Here are some more tips to keep in mind:
- When scraping paint, use a wire brush and a metal putty knife with a wide blade to smooth out blemishes and remove paint layers for a smooth new coat of paint. There are attachments available for electric drills if you want faster work on a surface like metal. You can also invest in what is known as a sharp pull scraper, which will remove all paint in a single scrape. Just be careful not to damage the surface when trying to remove old paint.
- Sand shiny and textured surfaces smooth so that they will take paint better. An electric sander is best for larger areas, but hand-sanding the corners and other details will be most effective. Use an orbital sander, though, because other types of electric sanders may leave marks behind that show through when you paint over them.
- Liquid paint removers should only be a last-ditch effort.

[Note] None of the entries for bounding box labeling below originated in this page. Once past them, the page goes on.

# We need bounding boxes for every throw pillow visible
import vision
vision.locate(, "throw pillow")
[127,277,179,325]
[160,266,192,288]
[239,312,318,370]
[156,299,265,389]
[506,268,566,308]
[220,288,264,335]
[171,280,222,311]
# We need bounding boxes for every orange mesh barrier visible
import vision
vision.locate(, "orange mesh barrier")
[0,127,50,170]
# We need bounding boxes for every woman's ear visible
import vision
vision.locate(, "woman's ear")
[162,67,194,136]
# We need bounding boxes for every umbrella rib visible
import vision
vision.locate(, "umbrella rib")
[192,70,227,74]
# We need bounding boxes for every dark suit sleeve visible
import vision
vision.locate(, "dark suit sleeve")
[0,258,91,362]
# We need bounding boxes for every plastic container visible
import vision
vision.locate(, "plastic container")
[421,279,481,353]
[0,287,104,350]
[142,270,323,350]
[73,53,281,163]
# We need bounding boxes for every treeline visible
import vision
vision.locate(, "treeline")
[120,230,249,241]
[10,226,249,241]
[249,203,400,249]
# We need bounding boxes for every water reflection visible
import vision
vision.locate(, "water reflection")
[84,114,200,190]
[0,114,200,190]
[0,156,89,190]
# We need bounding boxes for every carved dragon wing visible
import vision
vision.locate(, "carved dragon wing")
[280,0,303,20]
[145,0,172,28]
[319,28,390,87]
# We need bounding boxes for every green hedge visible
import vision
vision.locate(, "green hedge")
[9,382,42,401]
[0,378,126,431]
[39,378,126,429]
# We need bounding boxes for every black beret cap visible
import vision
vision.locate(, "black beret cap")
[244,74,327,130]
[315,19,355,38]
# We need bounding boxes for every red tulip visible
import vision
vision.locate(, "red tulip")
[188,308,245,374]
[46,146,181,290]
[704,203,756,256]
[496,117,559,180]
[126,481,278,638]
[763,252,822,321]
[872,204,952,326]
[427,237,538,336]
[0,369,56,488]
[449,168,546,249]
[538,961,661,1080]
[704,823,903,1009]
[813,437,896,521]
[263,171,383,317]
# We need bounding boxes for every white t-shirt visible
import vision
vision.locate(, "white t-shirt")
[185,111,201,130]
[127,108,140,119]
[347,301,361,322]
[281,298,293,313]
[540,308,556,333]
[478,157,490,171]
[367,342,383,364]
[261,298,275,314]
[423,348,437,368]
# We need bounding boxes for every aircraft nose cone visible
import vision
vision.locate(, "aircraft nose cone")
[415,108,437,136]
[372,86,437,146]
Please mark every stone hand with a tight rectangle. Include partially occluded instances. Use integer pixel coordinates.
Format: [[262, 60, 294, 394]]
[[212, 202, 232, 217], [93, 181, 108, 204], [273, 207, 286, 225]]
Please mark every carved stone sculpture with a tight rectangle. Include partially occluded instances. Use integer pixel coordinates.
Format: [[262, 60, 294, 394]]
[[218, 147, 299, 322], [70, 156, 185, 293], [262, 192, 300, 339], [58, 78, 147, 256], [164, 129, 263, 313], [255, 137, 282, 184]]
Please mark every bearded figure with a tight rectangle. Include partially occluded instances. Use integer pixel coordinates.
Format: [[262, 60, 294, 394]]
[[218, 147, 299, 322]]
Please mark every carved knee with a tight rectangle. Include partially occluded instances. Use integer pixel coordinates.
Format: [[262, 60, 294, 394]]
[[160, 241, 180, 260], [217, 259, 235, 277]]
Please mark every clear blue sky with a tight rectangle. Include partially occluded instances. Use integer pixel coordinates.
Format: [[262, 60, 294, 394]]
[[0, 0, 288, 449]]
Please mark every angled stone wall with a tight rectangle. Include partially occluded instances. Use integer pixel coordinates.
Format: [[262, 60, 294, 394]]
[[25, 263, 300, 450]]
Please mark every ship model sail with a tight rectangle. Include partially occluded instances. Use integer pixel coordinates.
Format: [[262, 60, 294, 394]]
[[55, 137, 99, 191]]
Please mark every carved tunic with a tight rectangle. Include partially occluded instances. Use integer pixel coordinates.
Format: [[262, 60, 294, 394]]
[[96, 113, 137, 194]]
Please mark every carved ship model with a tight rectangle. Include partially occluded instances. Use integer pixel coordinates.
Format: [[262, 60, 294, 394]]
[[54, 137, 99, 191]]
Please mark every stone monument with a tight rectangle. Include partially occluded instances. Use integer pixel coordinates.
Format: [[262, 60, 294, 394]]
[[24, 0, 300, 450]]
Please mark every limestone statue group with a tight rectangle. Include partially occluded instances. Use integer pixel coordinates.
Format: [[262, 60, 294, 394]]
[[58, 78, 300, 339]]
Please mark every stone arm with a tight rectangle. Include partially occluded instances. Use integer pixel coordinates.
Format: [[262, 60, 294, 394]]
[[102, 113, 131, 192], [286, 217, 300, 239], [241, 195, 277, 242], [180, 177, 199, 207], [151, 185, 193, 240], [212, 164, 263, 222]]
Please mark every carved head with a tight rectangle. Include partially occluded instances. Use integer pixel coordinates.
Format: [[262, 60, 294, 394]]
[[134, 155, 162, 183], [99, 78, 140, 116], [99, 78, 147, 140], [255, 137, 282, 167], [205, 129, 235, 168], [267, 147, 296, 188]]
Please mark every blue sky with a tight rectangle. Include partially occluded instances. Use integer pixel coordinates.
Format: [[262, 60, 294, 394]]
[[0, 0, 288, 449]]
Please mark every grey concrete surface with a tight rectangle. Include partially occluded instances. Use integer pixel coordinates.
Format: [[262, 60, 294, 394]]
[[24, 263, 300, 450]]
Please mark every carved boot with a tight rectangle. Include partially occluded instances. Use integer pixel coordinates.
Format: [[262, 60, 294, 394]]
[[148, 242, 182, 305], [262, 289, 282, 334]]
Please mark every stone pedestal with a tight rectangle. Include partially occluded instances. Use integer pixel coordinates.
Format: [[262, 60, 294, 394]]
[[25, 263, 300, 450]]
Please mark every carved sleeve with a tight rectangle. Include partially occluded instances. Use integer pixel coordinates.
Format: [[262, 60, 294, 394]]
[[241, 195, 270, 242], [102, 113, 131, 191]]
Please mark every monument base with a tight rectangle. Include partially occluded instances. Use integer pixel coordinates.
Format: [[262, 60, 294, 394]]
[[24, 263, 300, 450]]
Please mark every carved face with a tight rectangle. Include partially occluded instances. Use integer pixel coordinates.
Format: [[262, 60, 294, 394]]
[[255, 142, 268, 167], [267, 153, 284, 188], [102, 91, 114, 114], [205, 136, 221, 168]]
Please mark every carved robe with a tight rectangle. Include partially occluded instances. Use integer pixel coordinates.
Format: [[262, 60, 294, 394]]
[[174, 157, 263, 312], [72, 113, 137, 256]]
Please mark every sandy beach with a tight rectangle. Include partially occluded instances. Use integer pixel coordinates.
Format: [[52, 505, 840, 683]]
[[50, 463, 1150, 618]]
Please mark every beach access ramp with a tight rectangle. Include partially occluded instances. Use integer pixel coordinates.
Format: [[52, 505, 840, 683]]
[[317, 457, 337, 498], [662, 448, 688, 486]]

Not only are they expensive, but they are notoriously messy and could cost you a lot of perfectly good paint if you aren’t careful.
- Make sure that you fill all cracks in the siding, replace damaged boards and loose caulking, scrub off all mildew and dirt before prepping and painting, and take care of other details so that when it comes time to paint, you can just get to work (or let the painters, if you’re hiring someone to do the job).
- As with any painting project, preparation is a large part of the job. If you do it right, the actual painting will be a breeze and your house will have a fresh new look in no time at all.